# CSE450筆記
###### tags: `NSYSU`
[TOC]
## Penetration testing
### Three model
-White box model
-Black box model
-Gray box model
### process
1.Ground rules
Establish the ground rules.
2.Passive scanning
Gather as much information about the target
as possible while maintaining zero contact
between the penetration tester and the target.
3.Active scanning and enumeration
Probe the target’s public exposure with scanning
tools.
4.Fingerprinting
Perform a thorough probe of the target systems to
identify: operating system type and patch level,
applications and patch level, open ports, running
services and user accounts.
5.Selecting target system
Identify the most useful target(s).
6.Exploiting the uncovered vulnerabilities
Execute the appropriate attack tools targeted at
the suspected exposures.
7.Escalating privilege
Escalate the security context so the ethical
hacker has more control.
8.Documenting and reporting
Document everything found, how it was found, the
tools that we are used, vulnerabilities that were
exploited, the timeline of activities and
successes, and so on.
## Stealthy scan
### def
* Make session handshakes are never completed.
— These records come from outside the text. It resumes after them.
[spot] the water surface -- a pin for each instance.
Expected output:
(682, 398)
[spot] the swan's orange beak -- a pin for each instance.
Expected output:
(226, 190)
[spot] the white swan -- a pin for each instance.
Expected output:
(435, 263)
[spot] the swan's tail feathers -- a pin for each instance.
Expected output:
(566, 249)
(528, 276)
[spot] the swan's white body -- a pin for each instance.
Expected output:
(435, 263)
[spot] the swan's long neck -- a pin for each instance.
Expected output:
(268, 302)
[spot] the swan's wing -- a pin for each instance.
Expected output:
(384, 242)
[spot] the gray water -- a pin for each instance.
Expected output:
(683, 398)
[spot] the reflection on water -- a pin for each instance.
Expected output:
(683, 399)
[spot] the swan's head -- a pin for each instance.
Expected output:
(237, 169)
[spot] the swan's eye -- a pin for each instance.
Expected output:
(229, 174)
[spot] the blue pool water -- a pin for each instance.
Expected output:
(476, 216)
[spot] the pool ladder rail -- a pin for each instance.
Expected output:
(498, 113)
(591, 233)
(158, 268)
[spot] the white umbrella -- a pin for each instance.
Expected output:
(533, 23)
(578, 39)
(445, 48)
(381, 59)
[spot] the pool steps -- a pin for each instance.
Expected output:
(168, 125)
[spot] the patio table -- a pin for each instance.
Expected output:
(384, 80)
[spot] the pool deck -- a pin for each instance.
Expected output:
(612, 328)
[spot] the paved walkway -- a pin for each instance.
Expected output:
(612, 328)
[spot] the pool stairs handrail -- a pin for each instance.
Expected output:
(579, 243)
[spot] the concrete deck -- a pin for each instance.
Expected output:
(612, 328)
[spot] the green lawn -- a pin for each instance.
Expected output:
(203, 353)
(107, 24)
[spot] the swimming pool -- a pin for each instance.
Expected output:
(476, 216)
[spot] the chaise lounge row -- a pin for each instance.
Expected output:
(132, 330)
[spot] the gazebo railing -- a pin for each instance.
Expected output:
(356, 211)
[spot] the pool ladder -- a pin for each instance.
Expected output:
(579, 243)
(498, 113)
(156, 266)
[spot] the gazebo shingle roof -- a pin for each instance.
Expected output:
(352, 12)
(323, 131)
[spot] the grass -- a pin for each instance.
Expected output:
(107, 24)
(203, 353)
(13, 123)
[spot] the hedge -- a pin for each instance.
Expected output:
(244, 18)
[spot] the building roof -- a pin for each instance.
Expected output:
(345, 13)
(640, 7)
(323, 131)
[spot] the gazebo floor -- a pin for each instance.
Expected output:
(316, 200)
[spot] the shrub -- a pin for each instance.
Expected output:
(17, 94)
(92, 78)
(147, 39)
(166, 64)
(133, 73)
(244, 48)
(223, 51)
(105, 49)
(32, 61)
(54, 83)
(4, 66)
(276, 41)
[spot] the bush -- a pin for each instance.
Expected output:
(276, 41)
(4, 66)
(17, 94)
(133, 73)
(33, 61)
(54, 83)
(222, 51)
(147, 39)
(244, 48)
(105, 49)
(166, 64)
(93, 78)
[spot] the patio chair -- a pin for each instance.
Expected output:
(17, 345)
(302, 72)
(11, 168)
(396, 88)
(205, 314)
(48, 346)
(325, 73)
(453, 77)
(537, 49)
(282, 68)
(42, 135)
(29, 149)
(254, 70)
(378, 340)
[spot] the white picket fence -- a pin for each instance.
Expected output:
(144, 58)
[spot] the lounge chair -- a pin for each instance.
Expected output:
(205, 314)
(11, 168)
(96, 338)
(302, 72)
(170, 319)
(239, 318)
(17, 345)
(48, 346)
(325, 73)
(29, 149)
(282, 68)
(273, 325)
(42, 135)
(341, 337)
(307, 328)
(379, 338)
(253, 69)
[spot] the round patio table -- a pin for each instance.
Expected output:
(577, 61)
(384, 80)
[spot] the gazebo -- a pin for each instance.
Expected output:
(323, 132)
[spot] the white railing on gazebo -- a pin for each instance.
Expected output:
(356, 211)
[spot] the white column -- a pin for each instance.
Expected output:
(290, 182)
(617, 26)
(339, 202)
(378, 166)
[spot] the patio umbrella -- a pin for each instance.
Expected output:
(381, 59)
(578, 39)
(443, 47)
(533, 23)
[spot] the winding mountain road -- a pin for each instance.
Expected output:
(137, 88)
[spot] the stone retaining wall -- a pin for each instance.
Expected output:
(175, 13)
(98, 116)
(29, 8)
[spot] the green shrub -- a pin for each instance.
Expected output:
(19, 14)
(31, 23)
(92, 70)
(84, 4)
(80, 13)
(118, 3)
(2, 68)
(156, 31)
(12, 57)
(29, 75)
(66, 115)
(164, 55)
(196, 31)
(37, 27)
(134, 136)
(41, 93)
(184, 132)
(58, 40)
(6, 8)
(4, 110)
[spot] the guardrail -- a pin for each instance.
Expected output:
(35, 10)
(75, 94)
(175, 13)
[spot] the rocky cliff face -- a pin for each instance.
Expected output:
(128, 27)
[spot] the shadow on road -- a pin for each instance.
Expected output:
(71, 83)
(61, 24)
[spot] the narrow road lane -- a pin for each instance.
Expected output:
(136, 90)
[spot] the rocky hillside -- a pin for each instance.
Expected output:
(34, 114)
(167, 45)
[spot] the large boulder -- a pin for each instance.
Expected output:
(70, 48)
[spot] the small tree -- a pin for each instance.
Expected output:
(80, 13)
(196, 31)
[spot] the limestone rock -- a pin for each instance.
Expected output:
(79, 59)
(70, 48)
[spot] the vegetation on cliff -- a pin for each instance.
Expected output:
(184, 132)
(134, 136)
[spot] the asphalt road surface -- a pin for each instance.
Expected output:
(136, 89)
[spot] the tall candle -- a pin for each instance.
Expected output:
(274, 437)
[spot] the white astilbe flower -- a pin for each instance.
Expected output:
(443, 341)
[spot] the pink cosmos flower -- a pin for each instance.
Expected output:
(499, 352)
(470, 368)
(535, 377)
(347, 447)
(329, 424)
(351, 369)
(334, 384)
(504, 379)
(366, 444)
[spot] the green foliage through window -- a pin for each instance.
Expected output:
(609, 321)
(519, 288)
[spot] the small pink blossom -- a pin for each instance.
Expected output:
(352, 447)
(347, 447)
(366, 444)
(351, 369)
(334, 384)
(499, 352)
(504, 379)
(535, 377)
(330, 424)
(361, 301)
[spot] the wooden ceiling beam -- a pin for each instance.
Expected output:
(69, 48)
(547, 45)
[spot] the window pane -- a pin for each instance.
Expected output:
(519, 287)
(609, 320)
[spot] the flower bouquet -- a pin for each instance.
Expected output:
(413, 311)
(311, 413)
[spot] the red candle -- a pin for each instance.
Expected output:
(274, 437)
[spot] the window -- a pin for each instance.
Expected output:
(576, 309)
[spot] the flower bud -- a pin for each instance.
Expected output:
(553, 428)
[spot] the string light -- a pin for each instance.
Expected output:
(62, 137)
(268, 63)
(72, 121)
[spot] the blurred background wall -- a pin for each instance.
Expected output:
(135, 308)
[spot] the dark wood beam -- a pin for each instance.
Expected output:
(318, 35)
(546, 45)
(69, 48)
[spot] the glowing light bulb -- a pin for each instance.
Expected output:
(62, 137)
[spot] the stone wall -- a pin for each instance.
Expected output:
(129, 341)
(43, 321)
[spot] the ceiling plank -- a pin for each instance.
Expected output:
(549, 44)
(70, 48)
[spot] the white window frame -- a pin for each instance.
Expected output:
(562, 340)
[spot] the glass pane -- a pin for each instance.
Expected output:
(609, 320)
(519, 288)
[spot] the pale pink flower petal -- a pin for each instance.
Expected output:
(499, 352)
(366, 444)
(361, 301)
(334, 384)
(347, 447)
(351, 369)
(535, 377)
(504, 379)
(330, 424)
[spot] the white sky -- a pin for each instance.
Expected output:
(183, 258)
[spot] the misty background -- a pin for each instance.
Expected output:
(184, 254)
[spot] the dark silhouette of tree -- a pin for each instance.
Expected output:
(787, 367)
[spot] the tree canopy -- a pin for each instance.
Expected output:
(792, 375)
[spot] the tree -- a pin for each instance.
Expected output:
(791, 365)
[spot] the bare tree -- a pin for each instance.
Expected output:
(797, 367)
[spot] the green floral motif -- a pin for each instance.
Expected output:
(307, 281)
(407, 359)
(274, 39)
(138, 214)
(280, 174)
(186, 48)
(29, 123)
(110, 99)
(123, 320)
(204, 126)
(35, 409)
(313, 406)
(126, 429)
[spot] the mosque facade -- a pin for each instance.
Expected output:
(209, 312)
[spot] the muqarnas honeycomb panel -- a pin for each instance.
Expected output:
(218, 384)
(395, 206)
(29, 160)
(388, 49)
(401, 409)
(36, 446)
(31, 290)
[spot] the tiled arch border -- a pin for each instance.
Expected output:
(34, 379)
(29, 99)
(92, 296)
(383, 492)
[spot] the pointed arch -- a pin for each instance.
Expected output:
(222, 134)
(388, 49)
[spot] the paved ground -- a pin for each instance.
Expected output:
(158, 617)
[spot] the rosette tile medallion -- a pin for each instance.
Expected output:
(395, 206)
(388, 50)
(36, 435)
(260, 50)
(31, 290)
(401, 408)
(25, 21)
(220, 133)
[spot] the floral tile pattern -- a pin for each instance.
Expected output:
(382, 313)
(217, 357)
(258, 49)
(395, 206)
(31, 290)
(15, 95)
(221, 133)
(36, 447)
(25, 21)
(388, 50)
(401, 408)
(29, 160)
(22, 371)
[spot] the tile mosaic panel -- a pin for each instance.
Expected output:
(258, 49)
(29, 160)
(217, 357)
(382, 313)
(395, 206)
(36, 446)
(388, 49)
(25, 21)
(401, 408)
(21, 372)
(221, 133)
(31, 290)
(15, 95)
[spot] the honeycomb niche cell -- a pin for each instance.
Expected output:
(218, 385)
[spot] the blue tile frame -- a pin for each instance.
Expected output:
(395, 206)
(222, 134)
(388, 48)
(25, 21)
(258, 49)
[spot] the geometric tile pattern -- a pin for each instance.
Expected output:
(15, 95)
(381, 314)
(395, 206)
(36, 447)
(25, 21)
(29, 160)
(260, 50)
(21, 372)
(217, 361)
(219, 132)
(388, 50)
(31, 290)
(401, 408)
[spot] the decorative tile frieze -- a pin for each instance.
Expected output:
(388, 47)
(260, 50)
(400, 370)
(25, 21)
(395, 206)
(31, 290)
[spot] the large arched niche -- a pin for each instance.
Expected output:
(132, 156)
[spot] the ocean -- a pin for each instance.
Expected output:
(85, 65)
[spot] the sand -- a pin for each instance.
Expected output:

* That keeps it out of some log files.
### operation
* port opened
```sequence
A->B:syn + port80
B->A:syn/ack
A->B:rst
```
* port closed
```sequence
A->B:syn + port80
B->A:rst
```
## ARP cache poisioning
### reason
ARP protocol would always trust that the reply is
coming from the right device. Due to this flaw in
its design, it can in no way verify that the ARP
reply was sent from the correct device.
### method
Attacker would send a spoofed ARP reply to any
computer on a network to make it believe that a
certain IP is associated with a certain MAC address
, thereby poisoning its ARP cache that keeps track
of IP to MAC addresses.
### Man-in-the-Middle(MITM) Attacks
1.Need to enable IP forwarding first.
echo 1 > /proc/sys/net/ipv4/ip_forward
cat /proc/sys/net/ipv4/ip_forward
```sequence
Victim1->Attacker:
Attacker->Victim1:
Attacker->Victim2:
Victim2->Attacker:
```
### usage
單向:
arpspoof -i eth0 -t <target Ip address> <host Ip address>
雙向:
arpspoof -i eth0 -t <target Ip address> -r <host Ip address>
## tcpdump
### flag
-A Print frame payload in ASCII
-c <count> Exit after capturing count packets
-D List available interfaces
-e Print link-level headers
-F <file> Use file as the filter expression
-G <n> Rotate the dump file every n seconds
-i <iface> Specifies the capture interface
-K Don't verify TCP checksums
-L List data link types for the interface
-n Don't convert addresses to names
-p Don't capture in promiscuous mode
-q Quick output
-r <file> Read packets from file
-s <len> Capture up to len bytes per packet
-S Print absolute TCP sequence numbers
-t Don't print timestamps
-v[v[v]] Print more verbose output
-w <file> Write captured packets to file
-x Print frame payload in hex
-X Print frame payload in hex and ASCII
-y <type> Specify the data link type
-Z <user> Drop privileges from root to user
### Modifier
! or not
&& or and
|| or or
## wireshark dispaly filter
### Operators
eq or ==
ne or !=
gt or >
lt or <
ge or >=
le or <=
### Logic
Logical AND and or &&
or or || Logical OR
Logical XOR xor or ^^
not or ! Logical NOT
Substring operator [n] […]
## difference between display and capture filter
* display filter:
+ Display filter are used to change the view of a
capture file.
+ They take advantage of the full dissection of
all packets.
+ This makes it possible to do very complex and
advanced filtering when analyzing a network
tracefile.
* capture filter:
+ capture filter is used to select which packets
should be saved to disk while capturing.
+ For capture filters wireshark uses the BPF syntax.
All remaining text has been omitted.